1. Start Young – Don’t wait till your child is four and then expect them to understand the concept of dining out, i.e. that more manners and an inside voice are required and that people must remain at their tables till they’re ready to leave. If you teach them at a young age what the expectations are when they dine out with the family, it’ll be easier to reinforce them. Of course you also need to keep the next tip in mind too.
2. Know Your Kid’s Limits – If your baby has colic, it’s probably best to keep them home till it’s passed lest their crying jag occur during dinner. If your toddler has a really hard time sitting still for long periods of time it might be best to hit a buffet instead of a fancy sit down restaurant. Buffets are awesome because there is no waiting, which leads to a LOT less boredom. Bored and hungry kids make for a REALLY unpleasant dining experience. I would also recommend taking them out a bit before their typical dinner time so they aren’t starving and so it won’t be passed their bedtime by the time the meal is over because dining out is a much more lengthy process then eating at home.
3. Bring Them Outside During A Meltdown – It’s going to happen, just as surely as puke, poop and trips to the ER. Having kids means learning how to deal with very public meltdowns. When Hannah was a baby, we didn’t follow tip 2 and took her out to the Melting Pot. If you’ve ever been to this fondue place, you know you’re looking at a three-hour experience MINIMUM. We were on vacation and I just figured she’d fall asleep, which she did BUT not before a tired tantrum. I took her outside to nurse her without all the distractions of the restaurant. My husband kept coming out to see if I was done because I was missing dinner. I shooed him away till he got the point that I would return only when she was asleep. It took maybe 15 minutes max. I much preferred to wait outside rather than deal with the stress of trying to calm an overly tired baby with people around us getting annoyed. I’ve also taken her out of restaurants as a toddler during tantrums. When she calmed down, we went back inside. If you teach them early that it’s NOT OK to scream and carry on in a restaurant, it’ll be much easier when they get older.
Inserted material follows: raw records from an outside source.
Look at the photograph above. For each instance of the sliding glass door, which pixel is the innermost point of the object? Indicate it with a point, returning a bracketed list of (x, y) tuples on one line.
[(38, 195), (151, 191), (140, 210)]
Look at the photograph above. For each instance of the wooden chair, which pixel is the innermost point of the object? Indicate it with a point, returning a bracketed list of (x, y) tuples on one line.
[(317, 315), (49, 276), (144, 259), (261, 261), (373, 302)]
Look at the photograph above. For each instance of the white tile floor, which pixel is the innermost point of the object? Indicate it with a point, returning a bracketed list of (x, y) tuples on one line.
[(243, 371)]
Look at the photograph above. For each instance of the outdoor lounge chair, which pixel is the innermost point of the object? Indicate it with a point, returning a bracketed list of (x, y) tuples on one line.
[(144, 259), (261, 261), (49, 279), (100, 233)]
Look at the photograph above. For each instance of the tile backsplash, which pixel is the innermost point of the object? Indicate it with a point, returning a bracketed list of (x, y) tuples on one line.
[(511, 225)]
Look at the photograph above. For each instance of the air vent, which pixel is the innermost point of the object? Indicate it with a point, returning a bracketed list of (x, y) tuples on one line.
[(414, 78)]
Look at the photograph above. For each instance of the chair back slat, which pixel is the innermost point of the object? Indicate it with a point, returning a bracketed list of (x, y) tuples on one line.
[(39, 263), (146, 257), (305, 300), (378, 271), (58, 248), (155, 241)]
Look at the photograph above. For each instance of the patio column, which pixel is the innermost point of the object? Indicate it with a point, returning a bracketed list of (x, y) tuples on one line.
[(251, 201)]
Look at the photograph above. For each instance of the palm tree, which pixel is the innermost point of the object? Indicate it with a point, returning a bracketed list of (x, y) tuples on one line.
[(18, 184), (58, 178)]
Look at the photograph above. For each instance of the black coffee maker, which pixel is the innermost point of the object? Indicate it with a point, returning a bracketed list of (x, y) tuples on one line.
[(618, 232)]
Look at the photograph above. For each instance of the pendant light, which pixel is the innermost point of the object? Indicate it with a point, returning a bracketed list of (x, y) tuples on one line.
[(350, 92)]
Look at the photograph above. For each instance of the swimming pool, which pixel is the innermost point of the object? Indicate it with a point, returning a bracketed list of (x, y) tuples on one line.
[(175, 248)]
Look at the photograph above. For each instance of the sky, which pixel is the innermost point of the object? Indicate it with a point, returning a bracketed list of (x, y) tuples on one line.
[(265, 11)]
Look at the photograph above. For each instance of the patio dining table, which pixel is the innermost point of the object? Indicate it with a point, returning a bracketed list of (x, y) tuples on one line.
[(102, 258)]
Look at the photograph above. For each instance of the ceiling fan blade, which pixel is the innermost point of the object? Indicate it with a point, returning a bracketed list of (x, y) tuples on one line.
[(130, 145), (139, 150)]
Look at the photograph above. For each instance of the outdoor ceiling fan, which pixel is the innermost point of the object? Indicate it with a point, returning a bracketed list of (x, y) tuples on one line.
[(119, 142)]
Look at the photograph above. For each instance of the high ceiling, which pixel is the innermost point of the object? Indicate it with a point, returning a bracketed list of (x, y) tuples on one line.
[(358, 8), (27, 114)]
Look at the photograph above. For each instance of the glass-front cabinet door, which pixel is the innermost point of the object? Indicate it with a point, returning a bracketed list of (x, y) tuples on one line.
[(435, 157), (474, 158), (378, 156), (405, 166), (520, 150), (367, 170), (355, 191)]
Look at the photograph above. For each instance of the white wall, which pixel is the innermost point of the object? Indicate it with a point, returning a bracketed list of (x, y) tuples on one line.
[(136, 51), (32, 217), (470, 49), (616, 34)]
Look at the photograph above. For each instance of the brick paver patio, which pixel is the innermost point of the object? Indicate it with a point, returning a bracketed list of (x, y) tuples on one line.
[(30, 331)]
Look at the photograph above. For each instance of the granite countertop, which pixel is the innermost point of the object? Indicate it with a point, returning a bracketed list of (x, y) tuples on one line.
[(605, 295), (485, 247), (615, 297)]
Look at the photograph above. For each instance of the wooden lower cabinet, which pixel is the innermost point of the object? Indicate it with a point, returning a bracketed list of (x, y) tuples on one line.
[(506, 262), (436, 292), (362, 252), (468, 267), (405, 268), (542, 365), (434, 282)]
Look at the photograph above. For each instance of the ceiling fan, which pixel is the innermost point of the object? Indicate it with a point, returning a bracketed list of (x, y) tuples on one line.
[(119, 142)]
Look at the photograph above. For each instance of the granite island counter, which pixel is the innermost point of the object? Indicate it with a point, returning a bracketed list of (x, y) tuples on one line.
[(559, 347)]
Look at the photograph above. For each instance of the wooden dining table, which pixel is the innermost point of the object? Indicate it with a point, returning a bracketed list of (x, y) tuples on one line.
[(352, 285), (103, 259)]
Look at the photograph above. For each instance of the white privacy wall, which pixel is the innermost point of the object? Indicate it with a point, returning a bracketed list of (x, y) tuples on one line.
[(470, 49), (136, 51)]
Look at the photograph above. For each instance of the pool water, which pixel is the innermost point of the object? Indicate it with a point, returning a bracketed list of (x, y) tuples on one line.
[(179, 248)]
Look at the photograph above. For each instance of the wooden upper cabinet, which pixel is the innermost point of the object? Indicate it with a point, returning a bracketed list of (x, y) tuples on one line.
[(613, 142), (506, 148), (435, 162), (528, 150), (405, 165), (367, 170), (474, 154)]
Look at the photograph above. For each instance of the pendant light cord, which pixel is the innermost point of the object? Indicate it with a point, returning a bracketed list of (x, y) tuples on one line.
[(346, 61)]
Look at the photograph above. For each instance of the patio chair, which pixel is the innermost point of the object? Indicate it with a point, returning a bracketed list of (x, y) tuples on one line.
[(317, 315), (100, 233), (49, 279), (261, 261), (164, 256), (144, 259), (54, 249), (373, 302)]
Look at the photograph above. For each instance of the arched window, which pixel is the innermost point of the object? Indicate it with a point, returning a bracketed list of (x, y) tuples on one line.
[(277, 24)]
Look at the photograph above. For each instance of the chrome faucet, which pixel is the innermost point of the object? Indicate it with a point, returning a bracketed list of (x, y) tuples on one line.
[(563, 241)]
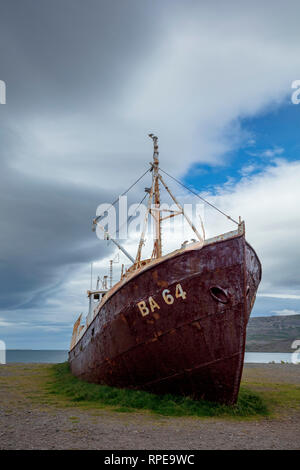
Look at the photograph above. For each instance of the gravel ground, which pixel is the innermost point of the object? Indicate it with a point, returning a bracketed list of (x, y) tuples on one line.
[(28, 423)]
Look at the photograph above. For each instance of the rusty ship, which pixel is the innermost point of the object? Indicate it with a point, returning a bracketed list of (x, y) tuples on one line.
[(176, 322)]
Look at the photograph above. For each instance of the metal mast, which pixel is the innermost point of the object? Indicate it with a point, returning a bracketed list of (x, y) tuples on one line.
[(156, 212)]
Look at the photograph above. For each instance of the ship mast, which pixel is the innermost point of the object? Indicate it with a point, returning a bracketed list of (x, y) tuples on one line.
[(154, 197), (156, 212)]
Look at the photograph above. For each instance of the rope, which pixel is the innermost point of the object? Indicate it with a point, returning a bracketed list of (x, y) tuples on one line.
[(132, 214), (202, 199), (123, 194)]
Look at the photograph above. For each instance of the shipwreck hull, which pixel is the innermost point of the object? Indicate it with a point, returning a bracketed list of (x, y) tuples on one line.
[(178, 326)]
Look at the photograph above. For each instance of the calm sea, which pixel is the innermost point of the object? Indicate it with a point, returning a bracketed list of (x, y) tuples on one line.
[(54, 356)]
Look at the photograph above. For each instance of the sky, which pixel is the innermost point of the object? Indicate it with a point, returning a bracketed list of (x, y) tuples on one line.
[(86, 81)]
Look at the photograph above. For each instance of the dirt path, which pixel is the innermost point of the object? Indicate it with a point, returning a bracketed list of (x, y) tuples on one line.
[(29, 421)]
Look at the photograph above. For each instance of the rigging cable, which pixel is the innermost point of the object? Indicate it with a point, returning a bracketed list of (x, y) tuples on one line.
[(200, 197), (123, 194)]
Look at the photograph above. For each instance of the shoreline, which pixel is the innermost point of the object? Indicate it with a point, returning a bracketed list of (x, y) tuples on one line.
[(30, 419)]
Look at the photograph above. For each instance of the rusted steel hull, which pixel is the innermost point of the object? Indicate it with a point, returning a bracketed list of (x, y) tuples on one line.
[(193, 345)]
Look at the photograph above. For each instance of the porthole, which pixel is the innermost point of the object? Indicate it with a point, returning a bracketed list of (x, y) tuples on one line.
[(219, 294)]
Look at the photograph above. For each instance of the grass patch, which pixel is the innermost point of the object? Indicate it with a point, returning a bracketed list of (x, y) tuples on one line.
[(64, 384)]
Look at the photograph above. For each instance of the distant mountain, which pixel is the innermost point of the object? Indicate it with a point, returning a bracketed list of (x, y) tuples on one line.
[(272, 334)]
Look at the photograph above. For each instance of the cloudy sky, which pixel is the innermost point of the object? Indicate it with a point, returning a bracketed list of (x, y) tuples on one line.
[(85, 83)]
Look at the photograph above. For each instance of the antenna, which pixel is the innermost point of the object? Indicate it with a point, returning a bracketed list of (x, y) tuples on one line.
[(91, 276)]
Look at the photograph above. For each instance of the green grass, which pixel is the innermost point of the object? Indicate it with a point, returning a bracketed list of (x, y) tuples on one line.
[(75, 391)]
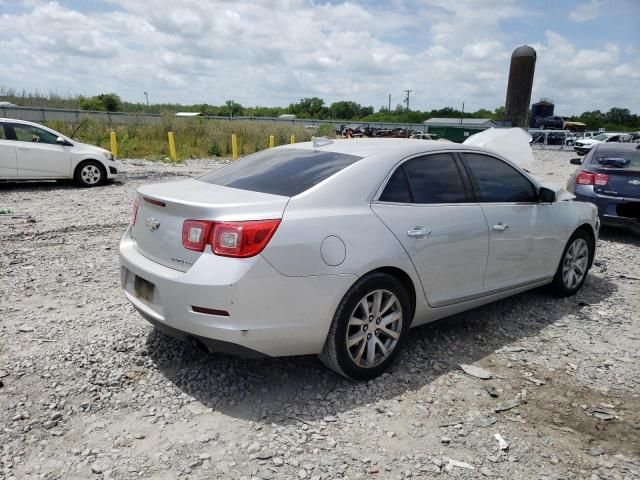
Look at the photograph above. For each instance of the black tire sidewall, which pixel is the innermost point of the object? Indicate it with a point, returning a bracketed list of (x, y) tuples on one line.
[(558, 282), (78, 174), (346, 308)]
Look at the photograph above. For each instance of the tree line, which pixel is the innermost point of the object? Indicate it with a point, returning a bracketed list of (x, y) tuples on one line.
[(616, 118)]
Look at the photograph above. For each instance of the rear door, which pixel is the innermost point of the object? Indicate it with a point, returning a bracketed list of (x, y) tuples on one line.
[(38, 153), (8, 161), (524, 235), (427, 205)]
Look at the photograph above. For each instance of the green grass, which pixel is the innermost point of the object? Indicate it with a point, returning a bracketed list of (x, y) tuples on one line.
[(194, 137)]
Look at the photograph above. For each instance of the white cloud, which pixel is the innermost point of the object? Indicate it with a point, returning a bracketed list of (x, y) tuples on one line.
[(585, 12), (273, 52)]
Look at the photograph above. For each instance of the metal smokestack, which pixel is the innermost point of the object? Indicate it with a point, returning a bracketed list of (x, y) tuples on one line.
[(523, 64)]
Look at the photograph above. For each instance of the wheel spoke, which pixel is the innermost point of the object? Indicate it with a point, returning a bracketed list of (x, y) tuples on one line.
[(377, 301), (371, 351), (388, 304), (355, 339), (392, 317), (383, 349), (390, 333), (365, 307), (358, 357)]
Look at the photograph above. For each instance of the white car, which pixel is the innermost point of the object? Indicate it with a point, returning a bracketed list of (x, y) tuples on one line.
[(337, 248), (583, 145), (29, 151)]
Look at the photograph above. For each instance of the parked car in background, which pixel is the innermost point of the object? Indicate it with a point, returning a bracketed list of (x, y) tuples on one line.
[(337, 248), (609, 177), (29, 151), (583, 146), (552, 121)]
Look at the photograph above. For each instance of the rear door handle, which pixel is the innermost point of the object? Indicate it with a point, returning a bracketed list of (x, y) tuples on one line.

I’ve seen parents get so worked up at their kids’ behavior at the table that they are actually louder and more distracting trying to correct their kids’ behavior than their kids were. So don’t stress parents; take a breather instead. Get some fresh air with your kids until they settle down. It’s not the end of the world if you miss some time at the table. The parents of the toddler at the diner in Maine claimed it was raining so they couldn’t take her outside. Well, there’s always the car. Should the world be understanding about normal kid behavior? ABSOLUTELY. Should the world be forced to listen to your kid carrying on in public for an excessive amount of time? No.
4. Feed Them First – I always have the waiter/waitress bring the kids’ food out first. Sure, there’s more fidgeting at the end of the meal when they’re done, but that’s when it’s easiest to bribe them with dessert for good behavior (even if dessert is at home). Again I say, buffets are great for families with small kids because there is no wait time and everyone can eat together.
It’s great to find kid-friendly restaurants with changing tables in the restrooms, play areas or crayons and activity books, and a more relaxed atmosphere where other patrons know it’s a family restaurant, but we as parents still need to teach our kids that dining out is a privilege, not a right. With the exception of my toddler throwing her food on the floor during dinnertime at home, my kids are expected to sit and eat without toys on the table, without throwing food, yelling, and they are expected to make a good effort at eating what’s on their plate, whether it’s their favorite meal or not. If you have similar rules for dinning at home, it’ll make dinning out so much easier. Now if I could just get my older kids to consistently use their utensils instead of their fingers that would be something, but that’s for a different post.